[Mesa-dev] i965 implementation of the ARB_shader_image_load_store built-ins. (v3)

Tue May 19 08:57:08 PDT 2015

On Tue, May 19, 2015 at 5:42 AM, Francisco Jerez <currojerez at riseup.net> wrote:
> Jason Ekstrand <jason at jlekstrand.net> writes:
>
>> On Mon, May 18, 2015 at 10:34 AM, Francisco Jerez <currojerez at riseup.net> wrote:
>>>[...]
>>> I've given this idea a shot.  Can you have a look at the
>>> image-load-store-lower branch of my tree [1]?  It's just a quick and
>>> dirty proof of concept, so don't bother to review it carefully, just let
>>> me know if you agree with the general design before I spend more time on
>>> it.
>>>
>>> [1] http://cgit.freedesktop.org/~currojerez/mesa/log/?h=image-load-store-lower
>>
>> I took a look at it.  I think patch 3 "Add pass to lower opcodes with
>> unsupported SIMD width." is more-or-less exactly what I'm talking
>> about.  What I don't understand is the stuff about split payloads.
>> While I think we *might* be able to split a payload it seems dangerous
>> and like something we shouldn't be doing.
>
> Dangerous how?  Can you elaborate?

It is not always the case that if you just leave the header alone and
split the others that you will get the payload you want for SIMD8.
More in a moment.

>> This is where the "logical" opcodes I mentioned come into play.  I
>> think there has been some miscommunication there; perhaps I didn't
>> explain myself very well.  Allow me to be more explicit; I'll use
>> image loads for my example.
>>
>>  1) We would add an opcode SHADER_IMAGE_LOAD_LOGICAL (or some other
>> name) that takes 4 arguments: image, address, format, and dims just
>> like the emit_image_load helper.
>>  2) Instead of calling the helper, the visitor would just emit
>> SHADER_IMAGE_LOAD_LOGICAL instruction with those arguments.
>>  3) We then run the splitting pass which can easily split the new load
>> instruction since no payloads are involved.
>>  4) We then have a lowering pass which knows how to turn
>> SHADER_IMAGE_LOAD_LOGICAL into an actual load including the payload,
>> pixel mask, and whatever other fiddly bits there are.
>>
>> Steps (1) and (2) may not be quite right (you'll have to help me out
>> here).  We may want to keep emit_image_load so that it can do format
>> conversion and emit an untyped logical instruction.  However, in any
>> case, the logical instruction does not have any payload sources if we
>> can at all help it.
>>
>> Does that make more sense?  Is there something I'm missing?
>
> I don't think that a high-level "image load" opcode would be of much use
> in the back-end IR, the hardware can only do a number untyped and typed
> surface operations, and we probably want to represent them as such.
>
> My _SPLIT opcodes are roughly the same as the _LOGICAL opcodes you
> describe -- as far as the visitor and optimization passes are concerned,
> they both behave as a normal opcode taking an address, surface,
> dimensions and size as separate arguments, the main difference is that
> the lowering to a send-message-style opcode (your step 4) is fully
> deterministic, as the layout of the message payload is inferred from the
> source_is_payload(i) and regs_read(i) instruction queries.  This has two
> obvious advantages:
>
> 1/ The same lowering logic can be reused for *all* send-message opcodes
>    making use of this infrastructure, so there is no need to implement
>    ad-hoc lowering logic for each message, which seemed like the
>    greatest annoyance of your proposal.

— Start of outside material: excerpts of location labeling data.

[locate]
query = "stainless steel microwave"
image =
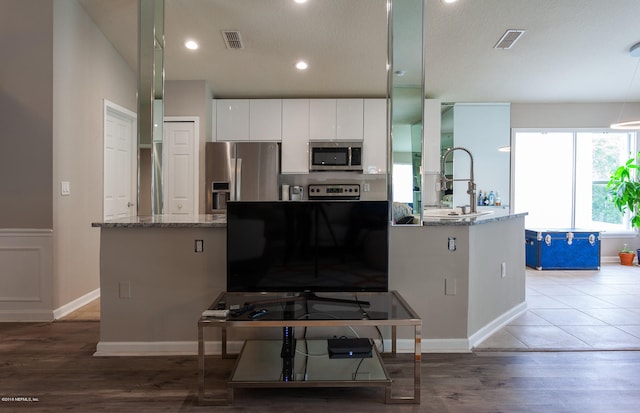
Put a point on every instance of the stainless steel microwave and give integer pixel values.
(335, 156)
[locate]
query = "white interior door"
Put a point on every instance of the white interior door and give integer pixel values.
(181, 166)
(120, 175)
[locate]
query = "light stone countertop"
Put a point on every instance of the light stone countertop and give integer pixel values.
(166, 221)
(497, 214)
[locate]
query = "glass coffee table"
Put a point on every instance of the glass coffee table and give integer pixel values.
(293, 361)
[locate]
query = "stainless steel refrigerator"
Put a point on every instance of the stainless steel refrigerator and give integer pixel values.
(246, 171)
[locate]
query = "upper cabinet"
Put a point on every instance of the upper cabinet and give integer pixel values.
(248, 120)
(265, 119)
(322, 119)
(349, 119)
(295, 136)
(232, 120)
(374, 152)
(336, 119)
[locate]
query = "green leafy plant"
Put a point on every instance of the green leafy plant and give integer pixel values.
(624, 189)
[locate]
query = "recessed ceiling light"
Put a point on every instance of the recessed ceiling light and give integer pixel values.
(191, 45)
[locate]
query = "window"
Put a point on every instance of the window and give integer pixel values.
(402, 178)
(561, 176)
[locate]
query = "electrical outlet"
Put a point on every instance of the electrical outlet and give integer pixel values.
(65, 188)
(124, 289)
(450, 286)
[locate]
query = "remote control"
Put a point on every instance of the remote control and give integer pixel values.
(215, 313)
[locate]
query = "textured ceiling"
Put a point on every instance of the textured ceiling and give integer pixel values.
(572, 51)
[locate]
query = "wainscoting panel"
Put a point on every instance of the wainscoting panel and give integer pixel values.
(26, 284)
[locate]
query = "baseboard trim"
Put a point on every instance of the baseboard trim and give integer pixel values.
(486, 331)
(75, 304)
(26, 316)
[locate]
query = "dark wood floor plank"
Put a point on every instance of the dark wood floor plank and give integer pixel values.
(54, 363)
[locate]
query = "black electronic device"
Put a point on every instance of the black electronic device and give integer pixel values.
(307, 246)
(343, 348)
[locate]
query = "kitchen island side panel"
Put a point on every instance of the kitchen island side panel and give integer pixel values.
(154, 285)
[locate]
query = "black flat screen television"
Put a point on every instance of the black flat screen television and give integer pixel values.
(307, 246)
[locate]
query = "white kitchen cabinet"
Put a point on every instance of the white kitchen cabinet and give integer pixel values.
(322, 119)
(295, 136)
(349, 119)
(265, 120)
(331, 119)
(374, 147)
(232, 120)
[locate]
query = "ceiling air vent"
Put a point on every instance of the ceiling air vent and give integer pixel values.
(232, 39)
(508, 39)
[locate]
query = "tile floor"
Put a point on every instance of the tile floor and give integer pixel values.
(576, 310)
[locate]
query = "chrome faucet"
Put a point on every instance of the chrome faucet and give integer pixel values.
(471, 188)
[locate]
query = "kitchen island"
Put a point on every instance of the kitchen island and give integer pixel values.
(465, 278)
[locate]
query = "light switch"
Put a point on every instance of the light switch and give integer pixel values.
(65, 188)
(449, 286)
(124, 289)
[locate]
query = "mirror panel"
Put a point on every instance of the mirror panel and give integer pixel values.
(150, 105)
(406, 89)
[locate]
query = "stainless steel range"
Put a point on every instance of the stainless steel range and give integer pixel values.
(334, 191)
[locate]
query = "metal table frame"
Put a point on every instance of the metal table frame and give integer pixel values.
(224, 323)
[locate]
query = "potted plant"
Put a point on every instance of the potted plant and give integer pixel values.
(626, 255)
(624, 191)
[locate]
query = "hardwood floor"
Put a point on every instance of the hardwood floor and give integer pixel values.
(53, 363)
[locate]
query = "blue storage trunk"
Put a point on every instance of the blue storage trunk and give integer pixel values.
(562, 249)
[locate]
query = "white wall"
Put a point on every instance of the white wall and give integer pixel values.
(86, 70)
(481, 128)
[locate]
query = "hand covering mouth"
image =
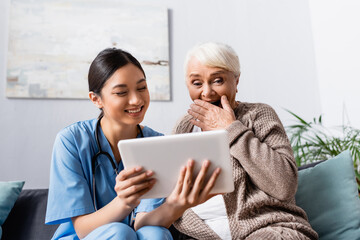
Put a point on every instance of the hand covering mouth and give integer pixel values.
(216, 103)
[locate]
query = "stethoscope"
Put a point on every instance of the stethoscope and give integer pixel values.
(108, 156)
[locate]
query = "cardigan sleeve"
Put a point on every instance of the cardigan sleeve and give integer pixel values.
(264, 151)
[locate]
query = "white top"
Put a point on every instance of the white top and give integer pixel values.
(213, 212)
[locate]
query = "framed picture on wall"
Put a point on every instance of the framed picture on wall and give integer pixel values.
(52, 44)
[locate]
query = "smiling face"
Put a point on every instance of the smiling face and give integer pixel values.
(125, 97)
(210, 83)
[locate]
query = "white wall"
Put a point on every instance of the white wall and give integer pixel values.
(274, 42)
(336, 31)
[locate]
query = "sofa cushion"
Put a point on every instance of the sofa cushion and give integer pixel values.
(9, 192)
(27, 218)
(328, 193)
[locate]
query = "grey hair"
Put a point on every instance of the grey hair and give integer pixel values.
(213, 54)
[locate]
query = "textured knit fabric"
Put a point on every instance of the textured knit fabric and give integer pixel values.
(262, 206)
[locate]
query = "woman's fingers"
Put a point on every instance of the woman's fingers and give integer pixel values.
(188, 182)
(137, 190)
(123, 183)
(210, 184)
(180, 182)
(200, 178)
(124, 174)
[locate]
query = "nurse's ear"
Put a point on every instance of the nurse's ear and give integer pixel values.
(96, 99)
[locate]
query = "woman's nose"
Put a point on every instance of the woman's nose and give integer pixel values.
(135, 98)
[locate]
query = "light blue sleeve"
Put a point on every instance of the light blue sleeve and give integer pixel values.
(147, 205)
(69, 191)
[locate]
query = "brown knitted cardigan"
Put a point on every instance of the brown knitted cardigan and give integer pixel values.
(265, 177)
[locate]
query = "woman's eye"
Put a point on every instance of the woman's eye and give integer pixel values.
(218, 80)
(196, 83)
(142, 88)
(120, 93)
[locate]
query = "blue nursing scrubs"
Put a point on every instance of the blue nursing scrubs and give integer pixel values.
(70, 190)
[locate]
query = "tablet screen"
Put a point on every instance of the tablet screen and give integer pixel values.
(165, 155)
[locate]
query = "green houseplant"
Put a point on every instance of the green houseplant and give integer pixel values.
(312, 141)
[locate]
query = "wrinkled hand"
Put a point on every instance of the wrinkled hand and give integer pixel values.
(189, 193)
(210, 117)
(132, 184)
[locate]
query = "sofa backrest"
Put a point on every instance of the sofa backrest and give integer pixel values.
(27, 218)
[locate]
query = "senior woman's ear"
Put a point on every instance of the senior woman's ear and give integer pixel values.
(237, 82)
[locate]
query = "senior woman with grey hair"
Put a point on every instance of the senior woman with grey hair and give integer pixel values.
(262, 206)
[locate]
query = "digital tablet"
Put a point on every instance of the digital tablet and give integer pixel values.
(165, 155)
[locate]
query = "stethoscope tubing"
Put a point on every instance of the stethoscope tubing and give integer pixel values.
(108, 156)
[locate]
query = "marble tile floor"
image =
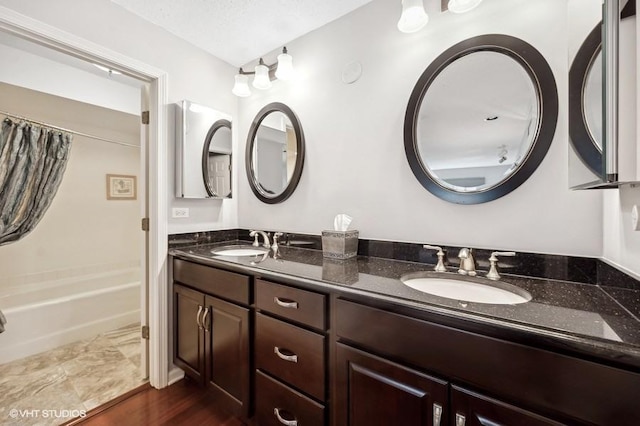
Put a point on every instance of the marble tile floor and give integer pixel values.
(52, 387)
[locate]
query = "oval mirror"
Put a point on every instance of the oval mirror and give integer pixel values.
(481, 119)
(216, 160)
(585, 102)
(275, 153)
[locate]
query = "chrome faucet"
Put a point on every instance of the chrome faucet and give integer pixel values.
(276, 235)
(265, 237)
(467, 263)
(493, 270)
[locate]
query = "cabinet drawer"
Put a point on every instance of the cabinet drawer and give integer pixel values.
(217, 282)
(274, 400)
(303, 306)
(294, 355)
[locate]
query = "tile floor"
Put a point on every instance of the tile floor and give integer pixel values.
(52, 387)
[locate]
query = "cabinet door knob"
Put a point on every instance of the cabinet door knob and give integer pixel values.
(198, 317)
(276, 411)
(290, 358)
(285, 304)
(437, 414)
(204, 320)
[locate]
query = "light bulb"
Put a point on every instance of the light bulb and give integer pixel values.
(261, 80)
(285, 66)
(413, 17)
(241, 86)
(462, 6)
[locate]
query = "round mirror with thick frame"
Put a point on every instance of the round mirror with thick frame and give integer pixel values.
(275, 153)
(585, 102)
(216, 160)
(480, 119)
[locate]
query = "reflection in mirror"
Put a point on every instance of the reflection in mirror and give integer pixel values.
(477, 121)
(216, 160)
(592, 100)
(481, 119)
(203, 152)
(275, 153)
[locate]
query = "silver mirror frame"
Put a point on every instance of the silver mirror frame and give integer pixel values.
(543, 80)
(220, 124)
(300, 153)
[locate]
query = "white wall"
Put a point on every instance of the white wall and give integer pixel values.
(621, 243)
(355, 160)
(81, 228)
(35, 72)
(193, 74)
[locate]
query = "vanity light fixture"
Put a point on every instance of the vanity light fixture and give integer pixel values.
(413, 17)
(263, 75)
(462, 6)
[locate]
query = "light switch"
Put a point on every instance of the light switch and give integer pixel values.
(180, 212)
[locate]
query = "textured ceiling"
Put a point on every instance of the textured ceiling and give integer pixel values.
(240, 31)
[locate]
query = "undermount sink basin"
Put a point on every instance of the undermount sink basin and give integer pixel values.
(239, 250)
(476, 290)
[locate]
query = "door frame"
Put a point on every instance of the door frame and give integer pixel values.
(155, 173)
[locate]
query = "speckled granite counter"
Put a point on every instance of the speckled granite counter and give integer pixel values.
(582, 319)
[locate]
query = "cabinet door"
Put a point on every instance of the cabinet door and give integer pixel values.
(227, 353)
(471, 409)
(188, 353)
(373, 391)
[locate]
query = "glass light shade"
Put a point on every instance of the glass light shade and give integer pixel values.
(241, 86)
(261, 79)
(285, 67)
(462, 6)
(413, 17)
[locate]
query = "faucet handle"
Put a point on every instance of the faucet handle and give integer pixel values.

The fact that you can do that for untyped reads/writes is great.  It
means we should only need one lowering function for them.
Unfortunately, other messages such as FB writes aren't going to be
quite so simple.  I'm not sure what texturing will look like but I'll
hazard a guess that they won't be as trivial either.

In other words, while it works nicely for those opcodes, I wouldn't
bother building a lot of infastructure in the compiler for it unless
it really saves you something for the untyped surface read/writes.
The texturing and fb-write code will probably have to be custom.  That
said, we already have that custom code written we just need to change
it from emit_single_fb_write to lower_fb_write and make it use the
builder.

> 2/ It could make the transition easier to Gen9 split send messages, as
>    we could just change the one lowering pass to emit instructions with
>    two partially assembled payload sources and let the hardware do the
>    rest, in a way transparent to the visitor code making use of this
>    infrastructure.
>
> By doing this I can also easily avoid defining the array_reg stuff
> others seemed to disagree with for some reason, although personally I
> consider this more an obfuscation than an advantage (sigh).

I understand.  You may not like it, but it's a path towards getting
things merged.
--Jason